Local firefighters are getting ahead of fire season by starting training efforts just as a new report reveals insurance claims for damages from the state’s deadly November wildfires have topped $12 billion.
The destruction is now impacting homeowners who are trying to get insured.
Some say insurance companies are either raising their prices or denying their policies all together due to the risk of not getting enough money to pay claims.
“So you look at maybe an average homeowners policy of $1,000 or $2,000 a year over 10 years – they’re gonna spend $10,000 or $20,000 but if the home burns down it may cost one million dollars to rebuild the home, make it up to building code standards, replacing all the contents and pay for the cost of the person’s additional living expenses over a two or three year time,” explained Janet Ruiz, Spokesperson for the Insurance Information Institute.
The Institute recommends discussing your options with a local insurance broker.
“So they already are familiar with your area, they are more familiar with the risks you face in that particular area and they would know which companies are still writing insurance in that area,” Ruiz said.
“In general, many factors are considered when underwriting a new homeowners insurance policy,” explained Jordi Ortega, Public Affairs Specialist for State Farm. “State Farm considers factors such as the location of the property relative to natural hazards, condition of the property, and the customer’s past claim activity and history. To keep our promises to all of our homeowner customers, we must find the appropriate balance between our exposure to loss, the resources available to maintain a quality level of service, and our ability to meet our financial obligations to pay claims. Our customers are our top priority, and we want to be able to meet their needs.”
On Wednesday, firefighters from San Luis Obispo and Santa Barbara counties continued their preparation for this upcoming wildfire season.
“We take lessons learned from previous incidents as well as anticipated challenges for the next fire season and we drill on it. We train on it and we educate ourselves,” explained Daniel Bertucelli, Santa Barbara County Fire Department Public Information Officer.

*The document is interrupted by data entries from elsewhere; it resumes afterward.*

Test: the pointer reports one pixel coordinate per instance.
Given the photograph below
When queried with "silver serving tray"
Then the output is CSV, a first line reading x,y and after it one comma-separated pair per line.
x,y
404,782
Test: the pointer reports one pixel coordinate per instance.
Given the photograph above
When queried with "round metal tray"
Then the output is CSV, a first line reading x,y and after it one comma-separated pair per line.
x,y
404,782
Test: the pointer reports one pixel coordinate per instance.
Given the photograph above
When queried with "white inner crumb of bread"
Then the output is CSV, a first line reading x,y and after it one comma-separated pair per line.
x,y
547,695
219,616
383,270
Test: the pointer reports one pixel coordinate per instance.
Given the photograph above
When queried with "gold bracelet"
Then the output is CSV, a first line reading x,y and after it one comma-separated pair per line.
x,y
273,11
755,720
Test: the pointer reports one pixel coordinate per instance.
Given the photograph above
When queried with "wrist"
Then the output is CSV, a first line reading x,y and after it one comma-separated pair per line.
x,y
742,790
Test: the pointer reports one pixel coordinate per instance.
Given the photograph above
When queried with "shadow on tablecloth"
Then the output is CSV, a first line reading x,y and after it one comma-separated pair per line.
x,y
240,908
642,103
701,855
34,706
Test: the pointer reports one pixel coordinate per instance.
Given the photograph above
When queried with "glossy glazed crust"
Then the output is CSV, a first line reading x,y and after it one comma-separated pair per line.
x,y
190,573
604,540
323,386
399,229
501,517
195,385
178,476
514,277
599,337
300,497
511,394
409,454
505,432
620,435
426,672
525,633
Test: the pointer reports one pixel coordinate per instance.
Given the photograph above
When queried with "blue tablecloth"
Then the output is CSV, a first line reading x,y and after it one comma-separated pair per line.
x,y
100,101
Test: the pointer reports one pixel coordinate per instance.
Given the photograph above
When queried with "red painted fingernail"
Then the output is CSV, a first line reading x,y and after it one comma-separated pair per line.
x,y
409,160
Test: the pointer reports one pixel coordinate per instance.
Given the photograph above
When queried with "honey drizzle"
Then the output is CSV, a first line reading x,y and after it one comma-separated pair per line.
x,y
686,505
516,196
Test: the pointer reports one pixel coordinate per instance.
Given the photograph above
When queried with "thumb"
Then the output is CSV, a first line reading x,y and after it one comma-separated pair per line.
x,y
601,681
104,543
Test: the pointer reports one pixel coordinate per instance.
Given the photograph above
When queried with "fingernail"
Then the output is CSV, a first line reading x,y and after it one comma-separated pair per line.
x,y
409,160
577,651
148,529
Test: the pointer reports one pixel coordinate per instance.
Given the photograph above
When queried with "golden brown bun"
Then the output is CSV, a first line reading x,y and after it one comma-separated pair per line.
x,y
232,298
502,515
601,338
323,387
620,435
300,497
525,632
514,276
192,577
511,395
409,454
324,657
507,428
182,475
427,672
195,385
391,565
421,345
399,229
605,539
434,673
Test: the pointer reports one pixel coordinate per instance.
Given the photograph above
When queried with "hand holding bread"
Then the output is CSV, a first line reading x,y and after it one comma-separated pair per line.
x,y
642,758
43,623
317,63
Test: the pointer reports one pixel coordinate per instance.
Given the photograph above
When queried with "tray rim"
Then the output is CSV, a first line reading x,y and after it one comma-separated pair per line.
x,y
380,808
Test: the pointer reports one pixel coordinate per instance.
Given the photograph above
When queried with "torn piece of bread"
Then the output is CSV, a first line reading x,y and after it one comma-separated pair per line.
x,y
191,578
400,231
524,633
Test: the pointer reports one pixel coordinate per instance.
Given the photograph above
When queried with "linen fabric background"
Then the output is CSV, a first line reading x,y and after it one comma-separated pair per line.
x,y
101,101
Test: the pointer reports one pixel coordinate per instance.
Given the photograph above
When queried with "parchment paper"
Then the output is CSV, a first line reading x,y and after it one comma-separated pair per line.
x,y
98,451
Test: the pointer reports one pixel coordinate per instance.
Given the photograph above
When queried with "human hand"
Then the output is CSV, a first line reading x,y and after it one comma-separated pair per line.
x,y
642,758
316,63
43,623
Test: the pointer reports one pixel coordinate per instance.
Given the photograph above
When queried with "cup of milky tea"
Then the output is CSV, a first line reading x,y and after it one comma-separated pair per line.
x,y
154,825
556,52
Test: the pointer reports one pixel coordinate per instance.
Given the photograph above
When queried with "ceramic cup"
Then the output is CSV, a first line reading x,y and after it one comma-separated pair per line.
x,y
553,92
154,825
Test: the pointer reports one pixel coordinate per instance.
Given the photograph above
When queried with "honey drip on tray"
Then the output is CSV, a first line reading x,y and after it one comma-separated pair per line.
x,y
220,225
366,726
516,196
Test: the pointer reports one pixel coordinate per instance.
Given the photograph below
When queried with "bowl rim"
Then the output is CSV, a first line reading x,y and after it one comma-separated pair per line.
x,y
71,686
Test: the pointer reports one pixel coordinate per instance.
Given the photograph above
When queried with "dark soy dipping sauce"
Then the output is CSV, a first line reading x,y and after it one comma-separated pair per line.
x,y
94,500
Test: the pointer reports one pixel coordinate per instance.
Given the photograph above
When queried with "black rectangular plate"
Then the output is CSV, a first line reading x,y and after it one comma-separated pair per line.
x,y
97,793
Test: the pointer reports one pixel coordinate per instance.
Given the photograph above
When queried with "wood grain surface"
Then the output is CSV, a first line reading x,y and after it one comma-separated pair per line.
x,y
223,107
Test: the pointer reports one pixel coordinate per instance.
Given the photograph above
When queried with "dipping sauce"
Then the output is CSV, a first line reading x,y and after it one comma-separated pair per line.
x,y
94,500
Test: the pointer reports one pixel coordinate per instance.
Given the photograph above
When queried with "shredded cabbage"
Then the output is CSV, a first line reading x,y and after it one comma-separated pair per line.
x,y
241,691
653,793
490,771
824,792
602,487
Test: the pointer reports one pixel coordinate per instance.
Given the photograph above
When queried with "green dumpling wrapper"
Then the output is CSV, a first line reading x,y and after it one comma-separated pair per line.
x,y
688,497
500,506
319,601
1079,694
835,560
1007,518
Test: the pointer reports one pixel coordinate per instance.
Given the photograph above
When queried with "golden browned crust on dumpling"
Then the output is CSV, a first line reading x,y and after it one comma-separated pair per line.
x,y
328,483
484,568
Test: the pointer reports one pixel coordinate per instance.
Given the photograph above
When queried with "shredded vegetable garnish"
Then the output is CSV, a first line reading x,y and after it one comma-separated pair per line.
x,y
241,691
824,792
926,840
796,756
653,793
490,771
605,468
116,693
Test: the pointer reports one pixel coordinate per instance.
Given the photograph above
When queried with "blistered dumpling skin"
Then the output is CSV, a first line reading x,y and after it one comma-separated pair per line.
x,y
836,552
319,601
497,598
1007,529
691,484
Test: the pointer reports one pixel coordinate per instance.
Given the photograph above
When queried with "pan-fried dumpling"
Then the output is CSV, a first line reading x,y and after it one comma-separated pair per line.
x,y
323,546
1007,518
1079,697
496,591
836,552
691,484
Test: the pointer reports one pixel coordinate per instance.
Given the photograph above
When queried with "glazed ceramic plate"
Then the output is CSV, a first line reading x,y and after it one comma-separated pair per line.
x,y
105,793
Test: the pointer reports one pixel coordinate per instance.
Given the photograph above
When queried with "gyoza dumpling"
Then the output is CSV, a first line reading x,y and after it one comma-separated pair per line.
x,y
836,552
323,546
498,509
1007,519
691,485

Firefighters took part in three different drills that included structure defense, hose deployment skills and refilling helicopters with water.
“It’s kind of a dance between ground resources and air resources so it’s very valuable to train on that because as we know, these helicopters provide a lot of good help in fighting a lot of these fires,” Bertucelli said.
This week is Wildfire Preparedness Week. Fire departments across the Central Coast are reminding people about the importance of defensible space and maintaining a “go bag” in case of evacuations.
2017 was previously the most expensive year of insurance claims from wildfires at more than $11 billion.